専業農家では安定経営が難しく、農外収入を当て込んでようやく成り立つ兼業農家が多い現状では、担い手不足は進む一方です。こうした中、農業者戸別所得補償制度の実施が一昨年に始まりました。直接支払いによる農業保護政策は、EU諸国や米国ですでに実施されており、フランスでは農家収入の80%、スイス山岳部では100%、アメリカの穀物農家は50%前後が政府からの補助金です。OECD(経済協力開発機構)は、2025年には世界を深刻な食料難が襲うと予想していますが、万一そうなった場合、食料輸出を渋る国も出てくるはずで、ともかく国内の農家を支えて食料自給率を上げなければならないと思っています。

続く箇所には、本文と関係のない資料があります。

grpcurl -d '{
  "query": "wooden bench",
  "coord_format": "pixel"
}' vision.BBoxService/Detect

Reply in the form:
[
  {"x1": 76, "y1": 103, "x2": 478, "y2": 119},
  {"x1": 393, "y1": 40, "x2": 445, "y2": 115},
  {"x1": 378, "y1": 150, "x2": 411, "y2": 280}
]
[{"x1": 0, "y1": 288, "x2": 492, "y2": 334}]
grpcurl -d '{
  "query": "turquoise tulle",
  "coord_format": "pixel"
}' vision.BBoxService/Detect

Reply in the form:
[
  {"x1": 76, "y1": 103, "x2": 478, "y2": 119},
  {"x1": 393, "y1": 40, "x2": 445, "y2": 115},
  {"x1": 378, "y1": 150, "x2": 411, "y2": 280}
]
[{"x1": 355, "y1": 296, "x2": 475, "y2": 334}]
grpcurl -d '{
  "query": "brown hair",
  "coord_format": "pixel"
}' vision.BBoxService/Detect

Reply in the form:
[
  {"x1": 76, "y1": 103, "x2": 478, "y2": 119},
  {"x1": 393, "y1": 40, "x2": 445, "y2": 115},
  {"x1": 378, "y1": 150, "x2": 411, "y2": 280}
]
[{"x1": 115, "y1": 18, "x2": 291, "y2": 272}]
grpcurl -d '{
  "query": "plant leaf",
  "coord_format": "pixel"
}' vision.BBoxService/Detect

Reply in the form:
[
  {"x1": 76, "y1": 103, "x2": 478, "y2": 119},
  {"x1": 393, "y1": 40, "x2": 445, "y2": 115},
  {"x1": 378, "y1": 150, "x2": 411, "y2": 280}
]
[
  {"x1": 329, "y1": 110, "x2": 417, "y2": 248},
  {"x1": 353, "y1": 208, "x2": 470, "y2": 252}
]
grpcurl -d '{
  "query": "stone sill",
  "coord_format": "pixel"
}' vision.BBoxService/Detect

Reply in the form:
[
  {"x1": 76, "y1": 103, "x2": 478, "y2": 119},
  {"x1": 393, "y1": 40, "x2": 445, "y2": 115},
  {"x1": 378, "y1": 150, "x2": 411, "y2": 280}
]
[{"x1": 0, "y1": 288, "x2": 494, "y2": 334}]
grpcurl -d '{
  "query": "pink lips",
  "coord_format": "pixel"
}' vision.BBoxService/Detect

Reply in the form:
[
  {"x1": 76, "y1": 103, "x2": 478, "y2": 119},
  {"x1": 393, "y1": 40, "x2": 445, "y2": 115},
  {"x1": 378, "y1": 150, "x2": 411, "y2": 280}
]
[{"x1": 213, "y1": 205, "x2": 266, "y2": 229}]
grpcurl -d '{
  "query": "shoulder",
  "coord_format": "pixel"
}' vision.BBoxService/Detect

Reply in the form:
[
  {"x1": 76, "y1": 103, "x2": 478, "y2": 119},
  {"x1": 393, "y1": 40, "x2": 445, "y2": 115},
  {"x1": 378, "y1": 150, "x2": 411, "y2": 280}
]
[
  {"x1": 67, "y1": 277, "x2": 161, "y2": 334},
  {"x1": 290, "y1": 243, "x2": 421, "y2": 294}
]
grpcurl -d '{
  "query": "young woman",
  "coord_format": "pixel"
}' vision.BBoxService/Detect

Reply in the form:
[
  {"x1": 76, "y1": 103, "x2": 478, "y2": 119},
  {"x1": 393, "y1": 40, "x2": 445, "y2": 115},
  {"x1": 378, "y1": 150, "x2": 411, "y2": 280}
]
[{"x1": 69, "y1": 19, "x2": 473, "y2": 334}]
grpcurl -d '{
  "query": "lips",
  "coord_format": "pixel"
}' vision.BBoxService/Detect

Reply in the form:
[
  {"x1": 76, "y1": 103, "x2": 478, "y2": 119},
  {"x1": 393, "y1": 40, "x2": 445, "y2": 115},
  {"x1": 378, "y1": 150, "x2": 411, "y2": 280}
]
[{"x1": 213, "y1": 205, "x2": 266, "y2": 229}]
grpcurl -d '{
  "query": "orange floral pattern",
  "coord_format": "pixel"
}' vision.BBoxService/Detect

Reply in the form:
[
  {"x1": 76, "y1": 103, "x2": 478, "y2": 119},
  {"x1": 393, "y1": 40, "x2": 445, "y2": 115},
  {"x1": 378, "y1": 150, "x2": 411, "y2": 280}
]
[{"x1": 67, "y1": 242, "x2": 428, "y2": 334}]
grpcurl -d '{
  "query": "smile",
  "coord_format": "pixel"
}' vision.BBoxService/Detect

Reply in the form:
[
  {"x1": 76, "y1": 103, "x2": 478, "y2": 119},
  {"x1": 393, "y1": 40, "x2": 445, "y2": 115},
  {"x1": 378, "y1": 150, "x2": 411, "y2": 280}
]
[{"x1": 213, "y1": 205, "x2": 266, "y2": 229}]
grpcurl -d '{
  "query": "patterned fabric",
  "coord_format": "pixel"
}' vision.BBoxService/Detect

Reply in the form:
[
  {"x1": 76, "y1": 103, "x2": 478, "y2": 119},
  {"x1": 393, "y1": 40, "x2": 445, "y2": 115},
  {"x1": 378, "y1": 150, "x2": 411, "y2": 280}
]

国の支援に頼るばかりでなく、グループでさまざまな自助努力もしています。農業の未来を支える新しい担い手育成事業、地産地消と地域の人々の交流を促す「ファーマーズ・マーケット」、子どもたちを対象とした食農教育や農業体験プログラム、棚田などの景観保全活動、農地の集約化や集落営農の推進などを通じ、農業の活性化に努めています。
──大組織をまとめるうえで心がけていることは。
JAグループは合議体組織で、私自身、トップダウンで物事を動かすようなガラではありません。組合員の話をよく聞き、多くの人たちの賛同を力に一歩ずつ前進していくということですね。
──愛読書は。
新渡戸稲造の『武士道』です。日本の社会で道徳観というものが失われつつあるのではないかと、親となった自分の反省も含めて感じ始め、手に取りました。ベルギーの法学者の友人に「日本には宗教教育がないのか。ではどうやって子孫に道徳教育を授けるのか」と問われた著者が、宗教の戒律にあたるものが武士道であることに思い至ってまとめた本で、中国思想や西洋思想と照らし合わせて日本の道徳観が語られているところに興味を引かれました。現代生活の指針にもなる名著だと思います。
全国農業協同組合中央会 会長
1945年新潟県生まれ。68年東京農業大学農学部卒。98年JA五泉よつば代表理事組合長。03年同代表理事会長。同年JA新潟中央会・連合会・県本部副会長。07年JA新潟みらい代表理事会長。08年JA新潟中央会・連合会・県本部会長。11年8月から現職。